Ranomics
Scientific research and computational biology
AImachine learningprotein engineeringdata qualitydatasets

How NOT to Build a High-Quality Dataset for AI Protein Engineering: A Guide to Failure

The fastest way to ensure your AI protein engineering project produces useless results is to sabotage it from the start with a poorly constructed dataset.

Rule 1: Embrace the Noise. Accuracy is a Guideline, Not a Rule

Skip biological replicates. Rely on single measurements. Average replicates to hide variability. And whatever you do, withhold raw data from your models.

If you actually want results: run biological replicates, report variance, and give models access to the full distribution of measurements. Single-point data without error bars is not data. It’s a guess.

Rule 2: Stick to What You Know. Diversity is Overrated

Include only successful variants. Exclude negative data. Limit mutations to familiar sequences.

If you actually want results: negative data is as informative as positive data. A model that only sees winners cannot learn what failure looks like. Include the full spectrum of functional outcomes, and diversify your sequence space beyond the comfortable neighborhood of known hits.
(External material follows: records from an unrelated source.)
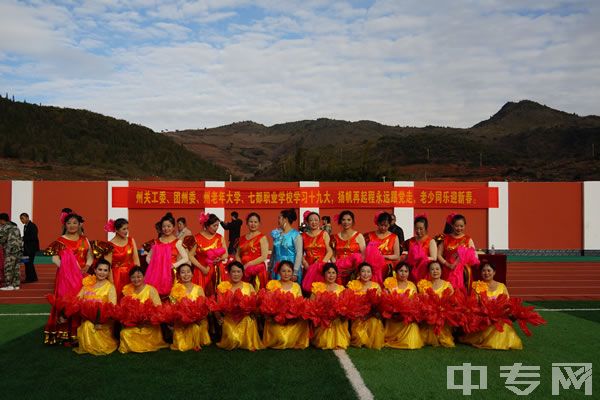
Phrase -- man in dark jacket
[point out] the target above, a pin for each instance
(31, 245)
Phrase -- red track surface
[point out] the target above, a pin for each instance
(528, 280)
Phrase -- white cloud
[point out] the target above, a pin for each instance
(192, 64)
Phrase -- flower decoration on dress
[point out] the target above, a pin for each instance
(318, 287)
(424, 215)
(202, 218)
(89, 280)
(424, 284)
(479, 287)
(224, 286)
(355, 285)
(109, 226)
(449, 218)
(276, 234)
(63, 217)
(178, 291)
(273, 285)
(390, 283)
(376, 217)
(127, 290)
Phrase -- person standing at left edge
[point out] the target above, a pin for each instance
(234, 228)
(10, 240)
(31, 245)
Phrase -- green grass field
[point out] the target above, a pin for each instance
(33, 371)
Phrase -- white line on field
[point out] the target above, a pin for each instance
(353, 375)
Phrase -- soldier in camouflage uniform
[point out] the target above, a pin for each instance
(11, 242)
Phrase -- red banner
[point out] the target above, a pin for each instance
(355, 197)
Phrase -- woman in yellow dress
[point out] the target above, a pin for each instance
(292, 335)
(370, 332)
(336, 335)
(141, 339)
(97, 339)
(241, 334)
(491, 338)
(398, 334)
(438, 285)
(190, 336)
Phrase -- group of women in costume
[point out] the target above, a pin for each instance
(302, 264)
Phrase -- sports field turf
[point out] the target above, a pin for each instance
(31, 370)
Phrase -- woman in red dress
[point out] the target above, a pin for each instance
(73, 258)
(382, 248)
(122, 253)
(253, 251)
(448, 253)
(317, 250)
(165, 255)
(349, 247)
(211, 271)
(422, 249)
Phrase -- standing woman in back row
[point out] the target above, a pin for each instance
(348, 246)
(287, 245)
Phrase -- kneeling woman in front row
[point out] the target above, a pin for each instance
(241, 334)
(141, 339)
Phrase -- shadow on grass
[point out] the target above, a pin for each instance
(33, 370)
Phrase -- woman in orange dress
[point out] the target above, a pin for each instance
(382, 247)
(421, 248)
(369, 332)
(209, 272)
(349, 247)
(166, 254)
(317, 250)
(448, 253)
(122, 253)
(439, 286)
(72, 255)
(253, 251)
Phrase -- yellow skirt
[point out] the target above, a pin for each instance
(399, 335)
(293, 335)
(369, 333)
(98, 342)
(444, 339)
(490, 338)
(141, 339)
(242, 334)
(336, 336)
(190, 337)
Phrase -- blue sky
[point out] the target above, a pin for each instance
(194, 64)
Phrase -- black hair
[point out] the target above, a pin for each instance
(422, 219)
(282, 263)
(135, 269)
(312, 213)
(103, 261)
(289, 214)
(252, 214)
(167, 217)
(235, 264)
(327, 267)
(364, 264)
(384, 216)
(185, 265)
(212, 218)
(345, 212)
(402, 264)
(120, 222)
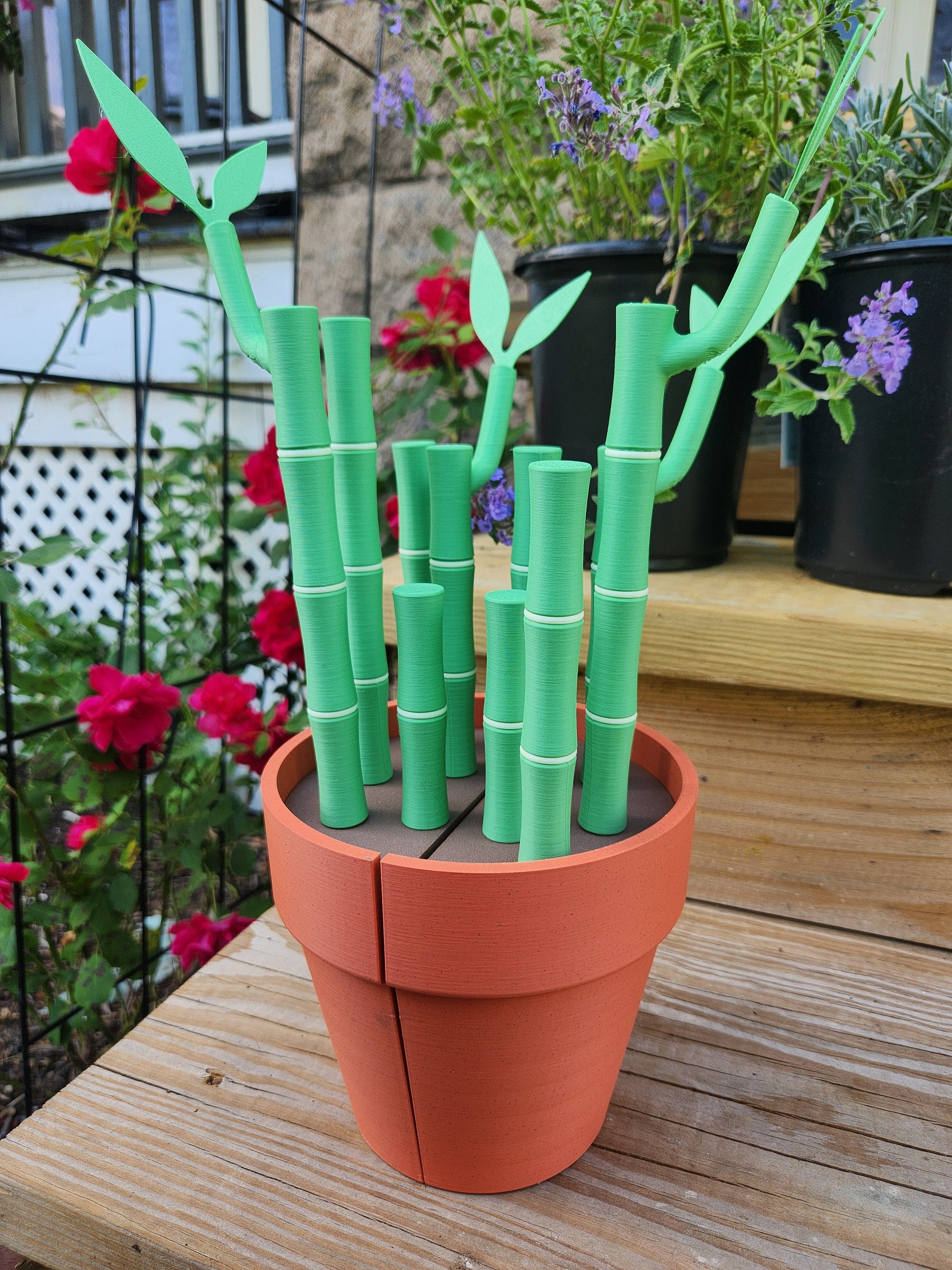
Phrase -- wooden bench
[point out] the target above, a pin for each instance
(786, 1098)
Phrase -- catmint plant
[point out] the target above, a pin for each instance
(883, 352)
(493, 508)
(671, 127)
(578, 108)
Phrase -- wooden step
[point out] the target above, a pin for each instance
(786, 1102)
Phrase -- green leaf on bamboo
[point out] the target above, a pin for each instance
(544, 319)
(703, 309)
(238, 181)
(142, 135)
(489, 299)
(842, 412)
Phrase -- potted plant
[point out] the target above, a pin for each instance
(639, 144)
(479, 985)
(875, 507)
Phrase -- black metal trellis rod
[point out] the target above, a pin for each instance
(141, 387)
(129, 385)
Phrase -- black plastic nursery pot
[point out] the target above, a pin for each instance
(878, 513)
(573, 374)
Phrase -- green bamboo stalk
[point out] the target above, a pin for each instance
(422, 704)
(559, 496)
(502, 714)
(494, 425)
(593, 575)
(522, 515)
(452, 567)
(320, 587)
(353, 442)
(648, 352)
(414, 502)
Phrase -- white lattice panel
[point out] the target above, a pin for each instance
(76, 490)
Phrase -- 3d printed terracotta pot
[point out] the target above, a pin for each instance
(480, 1011)
(571, 409)
(878, 513)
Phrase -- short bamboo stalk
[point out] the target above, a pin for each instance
(593, 568)
(452, 567)
(353, 442)
(502, 714)
(522, 513)
(422, 704)
(320, 587)
(414, 503)
(552, 625)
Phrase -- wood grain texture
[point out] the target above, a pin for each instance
(816, 808)
(757, 620)
(767, 492)
(785, 1102)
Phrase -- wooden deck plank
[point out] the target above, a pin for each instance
(786, 1102)
(816, 807)
(757, 620)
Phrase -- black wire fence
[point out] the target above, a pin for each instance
(141, 387)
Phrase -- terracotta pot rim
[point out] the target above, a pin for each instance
(684, 801)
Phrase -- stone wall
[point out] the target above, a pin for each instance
(334, 186)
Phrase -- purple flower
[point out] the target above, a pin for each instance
(493, 508)
(390, 98)
(578, 107)
(883, 346)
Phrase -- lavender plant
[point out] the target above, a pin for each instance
(883, 352)
(599, 120)
(493, 508)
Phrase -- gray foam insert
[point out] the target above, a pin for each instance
(464, 842)
(384, 831)
(648, 802)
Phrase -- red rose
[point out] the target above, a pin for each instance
(223, 703)
(263, 475)
(9, 874)
(411, 360)
(276, 733)
(277, 629)
(199, 939)
(83, 830)
(469, 355)
(129, 712)
(391, 509)
(94, 158)
(445, 295)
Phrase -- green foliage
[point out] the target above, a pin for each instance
(790, 394)
(734, 98)
(84, 925)
(890, 181)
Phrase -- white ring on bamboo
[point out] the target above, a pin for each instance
(549, 762)
(644, 455)
(554, 622)
(621, 595)
(309, 453)
(320, 591)
(618, 723)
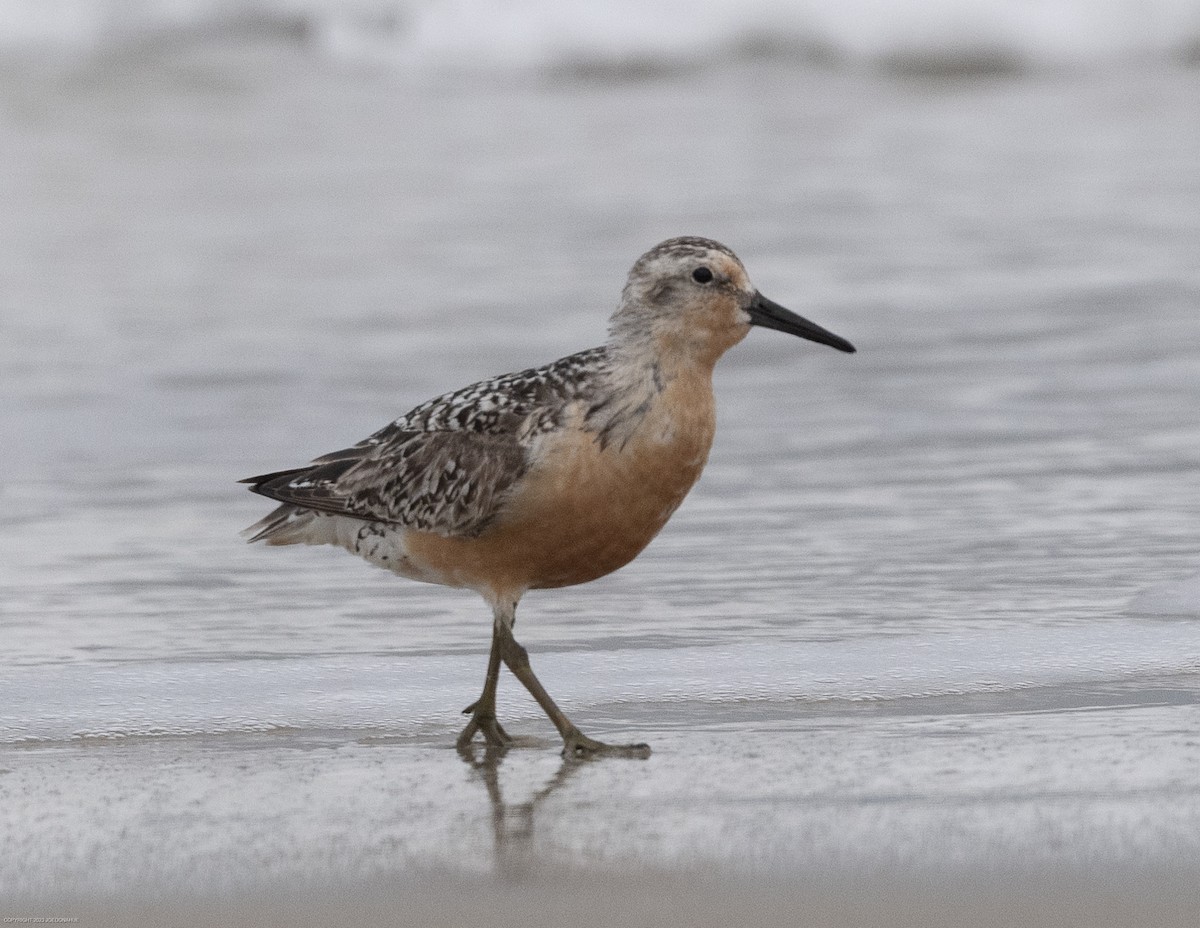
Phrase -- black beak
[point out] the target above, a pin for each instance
(773, 316)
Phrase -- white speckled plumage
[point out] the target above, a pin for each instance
(547, 477)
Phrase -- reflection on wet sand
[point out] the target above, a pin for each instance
(513, 822)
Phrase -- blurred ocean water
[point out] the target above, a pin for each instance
(238, 235)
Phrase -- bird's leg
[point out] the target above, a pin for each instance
(483, 710)
(576, 746)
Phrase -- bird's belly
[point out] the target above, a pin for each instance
(583, 512)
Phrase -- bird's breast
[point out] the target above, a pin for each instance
(586, 507)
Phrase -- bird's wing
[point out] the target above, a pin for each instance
(448, 466)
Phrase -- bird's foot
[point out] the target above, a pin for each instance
(483, 720)
(577, 746)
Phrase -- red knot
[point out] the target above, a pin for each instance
(545, 478)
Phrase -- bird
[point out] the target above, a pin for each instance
(547, 477)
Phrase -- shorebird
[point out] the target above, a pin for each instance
(549, 477)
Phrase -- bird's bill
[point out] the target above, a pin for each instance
(772, 316)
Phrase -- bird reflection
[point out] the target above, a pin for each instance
(513, 822)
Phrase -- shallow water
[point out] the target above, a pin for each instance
(909, 599)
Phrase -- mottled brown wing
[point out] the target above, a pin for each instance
(453, 483)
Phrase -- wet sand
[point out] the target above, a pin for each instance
(990, 810)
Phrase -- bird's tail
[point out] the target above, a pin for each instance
(286, 525)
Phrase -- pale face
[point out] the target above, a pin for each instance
(693, 300)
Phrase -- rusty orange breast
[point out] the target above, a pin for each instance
(585, 510)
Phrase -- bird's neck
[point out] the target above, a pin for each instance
(654, 395)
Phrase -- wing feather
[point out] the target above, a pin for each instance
(449, 465)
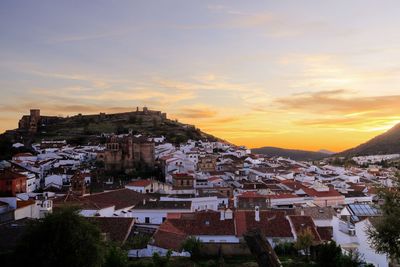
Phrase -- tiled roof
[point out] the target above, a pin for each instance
(326, 233)
(8, 174)
(169, 237)
(24, 203)
(121, 198)
(301, 223)
(154, 205)
(317, 213)
(271, 224)
(140, 183)
(118, 228)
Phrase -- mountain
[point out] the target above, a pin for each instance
(290, 153)
(325, 151)
(386, 143)
(82, 129)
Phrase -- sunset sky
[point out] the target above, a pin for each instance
(293, 74)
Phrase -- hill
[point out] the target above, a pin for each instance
(81, 129)
(386, 143)
(290, 153)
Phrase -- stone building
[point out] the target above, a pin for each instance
(207, 163)
(127, 152)
(31, 123)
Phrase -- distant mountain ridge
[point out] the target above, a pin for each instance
(290, 153)
(386, 143)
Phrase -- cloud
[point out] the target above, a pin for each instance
(342, 110)
(340, 101)
(196, 113)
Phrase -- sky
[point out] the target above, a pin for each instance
(293, 74)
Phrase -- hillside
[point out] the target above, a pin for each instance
(81, 129)
(386, 143)
(290, 153)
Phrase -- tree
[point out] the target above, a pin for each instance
(328, 254)
(304, 241)
(192, 245)
(63, 238)
(384, 235)
(116, 257)
(161, 261)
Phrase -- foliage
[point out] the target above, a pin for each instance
(116, 257)
(285, 248)
(137, 241)
(384, 235)
(161, 261)
(192, 245)
(328, 254)
(63, 238)
(353, 259)
(304, 241)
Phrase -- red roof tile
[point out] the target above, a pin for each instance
(301, 223)
(271, 224)
(140, 183)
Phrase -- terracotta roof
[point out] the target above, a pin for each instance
(301, 223)
(24, 203)
(169, 237)
(326, 233)
(23, 155)
(251, 194)
(271, 224)
(162, 205)
(282, 196)
(8, 174)
(121, 198)
(317, 213)
(140, 183)
(118, 228)
(311, 191)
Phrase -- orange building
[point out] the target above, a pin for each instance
(11, 183)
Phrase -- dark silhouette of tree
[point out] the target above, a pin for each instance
(385, 233)
(62, 239)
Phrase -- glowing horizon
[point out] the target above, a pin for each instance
(307, 76)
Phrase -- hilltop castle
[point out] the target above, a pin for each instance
(127, 153)
(31, 123)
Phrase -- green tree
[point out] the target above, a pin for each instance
(116, 257)
(328, 254)
(384, 235)
(63, 238)
(304, 241)
(193, 245)
(159, 261)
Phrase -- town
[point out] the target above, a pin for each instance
(146, 188)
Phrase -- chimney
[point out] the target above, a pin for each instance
(222, 215)
(257, 213)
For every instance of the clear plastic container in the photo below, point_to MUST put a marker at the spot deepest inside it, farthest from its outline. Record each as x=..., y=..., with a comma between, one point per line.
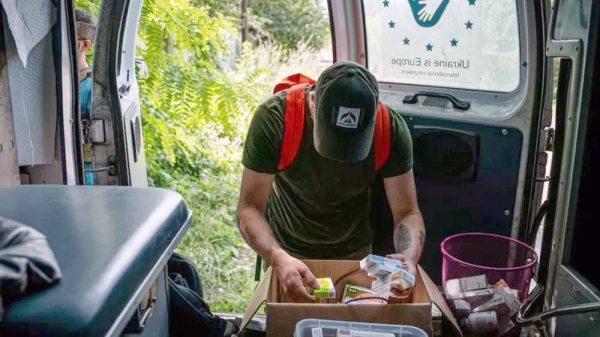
x=304, y=328
x=496, y=256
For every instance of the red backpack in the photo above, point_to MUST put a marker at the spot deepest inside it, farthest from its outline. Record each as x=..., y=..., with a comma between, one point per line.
x=293, y=126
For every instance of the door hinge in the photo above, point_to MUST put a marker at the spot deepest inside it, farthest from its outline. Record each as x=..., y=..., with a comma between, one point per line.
x=547, y=140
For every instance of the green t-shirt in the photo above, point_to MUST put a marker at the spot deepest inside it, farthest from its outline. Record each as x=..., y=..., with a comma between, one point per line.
x=318, y=208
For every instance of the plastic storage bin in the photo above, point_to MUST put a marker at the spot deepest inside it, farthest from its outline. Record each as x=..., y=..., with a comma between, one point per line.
x=496, y=256
x=304, y=328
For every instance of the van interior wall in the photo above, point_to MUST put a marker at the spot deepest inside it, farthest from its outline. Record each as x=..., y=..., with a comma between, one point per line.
x=9, y=170
x=30, y=94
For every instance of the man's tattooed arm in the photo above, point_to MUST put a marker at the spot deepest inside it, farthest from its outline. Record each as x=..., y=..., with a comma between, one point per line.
x=409, y=238
x=403, y=239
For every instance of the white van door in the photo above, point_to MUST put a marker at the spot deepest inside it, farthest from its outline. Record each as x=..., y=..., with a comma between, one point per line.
x=116, y=103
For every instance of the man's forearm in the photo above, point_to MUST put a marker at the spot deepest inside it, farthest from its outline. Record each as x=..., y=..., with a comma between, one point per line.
x=258, y=234
x=409, y=236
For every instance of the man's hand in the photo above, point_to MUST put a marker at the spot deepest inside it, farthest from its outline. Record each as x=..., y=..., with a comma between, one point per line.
x=410, y=267
x=291, y=273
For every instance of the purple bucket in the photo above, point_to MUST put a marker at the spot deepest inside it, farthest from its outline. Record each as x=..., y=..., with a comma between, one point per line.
x=496, y=256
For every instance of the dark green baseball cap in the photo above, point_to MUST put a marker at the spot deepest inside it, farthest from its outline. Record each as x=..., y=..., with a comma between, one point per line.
x=346, y=98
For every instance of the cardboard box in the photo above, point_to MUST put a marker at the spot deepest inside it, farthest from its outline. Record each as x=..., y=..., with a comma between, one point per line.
x=283, y=314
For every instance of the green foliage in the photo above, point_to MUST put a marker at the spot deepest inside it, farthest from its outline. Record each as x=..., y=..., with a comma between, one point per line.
x=283, y=22
x=195, y=116
x=291, y=22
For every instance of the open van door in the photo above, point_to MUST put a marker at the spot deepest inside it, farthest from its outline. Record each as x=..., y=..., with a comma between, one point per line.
x=116, y=127
x=568, y=267
x=469, y=78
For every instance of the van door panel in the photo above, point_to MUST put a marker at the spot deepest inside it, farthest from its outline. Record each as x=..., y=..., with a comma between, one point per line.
x=116, y=96
x=472, y=166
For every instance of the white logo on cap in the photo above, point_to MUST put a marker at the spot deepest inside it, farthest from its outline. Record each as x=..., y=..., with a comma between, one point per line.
x=348, y=117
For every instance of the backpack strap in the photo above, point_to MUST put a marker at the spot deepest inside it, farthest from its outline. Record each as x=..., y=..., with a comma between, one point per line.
x=293, y=124
x=382, y=136
x=292, y=80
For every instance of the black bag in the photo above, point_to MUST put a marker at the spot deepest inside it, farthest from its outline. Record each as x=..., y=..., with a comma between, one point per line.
x=189, y=314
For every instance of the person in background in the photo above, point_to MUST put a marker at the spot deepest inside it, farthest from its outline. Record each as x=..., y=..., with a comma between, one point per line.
x=86, y=34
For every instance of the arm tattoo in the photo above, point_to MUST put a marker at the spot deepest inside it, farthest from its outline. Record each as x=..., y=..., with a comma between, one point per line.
x=403, y=239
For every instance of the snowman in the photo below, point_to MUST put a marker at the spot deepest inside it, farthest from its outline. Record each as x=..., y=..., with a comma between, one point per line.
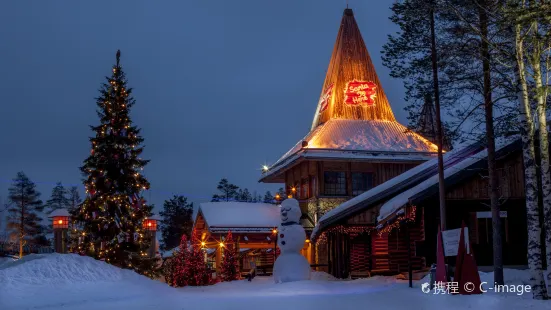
x=291, y=265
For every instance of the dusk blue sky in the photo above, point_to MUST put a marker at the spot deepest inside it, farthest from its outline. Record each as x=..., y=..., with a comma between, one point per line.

Rule 3: Keep It Interesting. The Virtue of Inconsistency

Alter protocols between batches. Mix incompatible assays without labeling sources.

If you actually want results: standardize protocols across all experiments. Label every data point with its source assay, batch, and conditions. Batch effects are real, and unlabeled inconsistencies become invisible confounders that corrupt model training.

Rule 4: Trust Your Gut. Process Data Aggressively

Normalize everything. Pool diverse variants into single measurements.

If you actually want results: minimal, transparent processing. Document every transformation applied to raw data. Avoid collapsing distinct measurements into summary statistics unless the model explicitly requires it.

Conclusion: From Misdirection to Meaningful Results

Building a high-quality dataset for AI protein engineering requires deep expertise and rigorous execution. The experimental design, data collection, and curation steps matter as much as the model architecture. Partnering with an experienced team that understands both the biology and the machine learning is the most reliable path to datasets that actually work.